If left unchecked, AI systems can:

  • Deny loans or job opportunities for reasons that are incorrect or discriminatory. 
  • Health diagnoses made by faulty AI, or AI trained on incomplete data that excludes women or other groups can lead to misdiagnosis.
  • Use of facial recognition tools and crime prediction tools bring about risks to human rights for those targeted by police and other law enforcement bodies.   

Academics say with future advances in neurotechnology, even our right to think freely may come into question. 

Professor of Digital Health and Rights at the University of Warwick, Meg Davis, said: “When the UN Declaration of Human Rights was signed in 1948, the internet hadn’t yet been invented.

“Today there are over 200 ethical standards to guide digital technologies and AI but little to no actual governance. Many of these standards are contradictory and even well-meaning government officials don’t see how to apply them in practice. 

“AI systems lack transparency and there is very little human oversight or accountability for the harms these systems can cause. What’s more, the agenda for tech and AI is being shaped by the private sector in very few countries, but these companies are shaping the impacts AI is having on people globally.  

“We need to turn this power dynamic around and demand that human rights is put at the centre of AI and digital governance.” To do this, Professor Davis says that communities need to know their AI human rights, and grassroots movements are needed to be able to identify what applications, tools and government society needs. 

“It is these communities that should inform researchers, governments and technology, not the other way around,” she continues.

In order to address the governance gap, the UN Secretary General has called for a Digital Rights Advisory Mechanism to bring together independent experts to untangle the hundreds of standards and norms, interpreting them provide consistent, practical advice to governments, businesses and others about how to apply human rights and ethical standards to digital technology and AI.  

“This would be a great step in the right direction,” says Professor Davis, “but it needs to be backed by a transformation in which people learn about their rights and form a grassroots movement to set the agenda, to hold the UN, governments and the private sector accountable for the results.” 

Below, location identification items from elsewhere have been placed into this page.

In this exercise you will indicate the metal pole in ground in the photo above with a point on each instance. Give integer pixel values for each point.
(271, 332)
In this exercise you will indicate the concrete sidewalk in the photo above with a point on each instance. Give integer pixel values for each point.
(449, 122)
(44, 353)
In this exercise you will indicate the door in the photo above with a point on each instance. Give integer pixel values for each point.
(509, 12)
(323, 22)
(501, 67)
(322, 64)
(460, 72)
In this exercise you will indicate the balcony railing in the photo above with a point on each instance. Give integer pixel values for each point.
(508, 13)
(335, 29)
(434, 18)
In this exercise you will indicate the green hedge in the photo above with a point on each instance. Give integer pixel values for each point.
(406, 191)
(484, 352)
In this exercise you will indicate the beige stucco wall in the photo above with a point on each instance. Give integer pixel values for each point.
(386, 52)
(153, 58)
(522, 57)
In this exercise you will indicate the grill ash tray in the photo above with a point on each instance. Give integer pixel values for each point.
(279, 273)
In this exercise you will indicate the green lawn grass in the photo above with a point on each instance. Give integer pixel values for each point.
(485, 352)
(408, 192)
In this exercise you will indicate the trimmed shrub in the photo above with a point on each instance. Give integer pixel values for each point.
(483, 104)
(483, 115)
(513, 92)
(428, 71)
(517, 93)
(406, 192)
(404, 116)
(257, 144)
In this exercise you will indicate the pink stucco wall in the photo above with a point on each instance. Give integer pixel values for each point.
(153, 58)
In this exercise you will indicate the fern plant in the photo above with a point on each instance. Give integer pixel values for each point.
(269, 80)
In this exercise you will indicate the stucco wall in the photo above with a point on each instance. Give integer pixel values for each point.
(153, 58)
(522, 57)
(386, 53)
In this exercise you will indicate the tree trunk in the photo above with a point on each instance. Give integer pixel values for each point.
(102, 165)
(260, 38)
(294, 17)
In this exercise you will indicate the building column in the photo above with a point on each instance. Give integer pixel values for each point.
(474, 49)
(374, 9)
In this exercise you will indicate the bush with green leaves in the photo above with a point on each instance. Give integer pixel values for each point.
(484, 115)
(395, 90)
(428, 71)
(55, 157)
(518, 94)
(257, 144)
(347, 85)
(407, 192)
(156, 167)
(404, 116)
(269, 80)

What are our digital human rights?

Professor Davis says all the human rights we have offline also apply online, including:

  • Right to non-discrimination 
  • Right to freedom of opinion 
  • Right to freedom of assembly and association (that is the right to organise groups independently, right to gather freely) 
  • Right to privacy 
  • Right to autonomy 
  • Right to effective remedy 
  • Economic, social and cultural rights – such as the right to highest attainable standard of health goods/information/services, right to education and the right to work. 
  • Transparency, accountability, equality, and other human rights principles.

Professor Davis is putting this theory into practice via the Digital Health and Rights Project of which she is principal investigator.

The project involves academics, human rights activists and community-led networks studying how young adults experience the digital transformation in practice and offering training in digital human rights. The research team is conducting research in Colombia, Vietnam, Kenya and Ghana, engaging young adults and local civil society groups as partners and developing a digital empowerment hub with online training resources on human rights, technology and AI.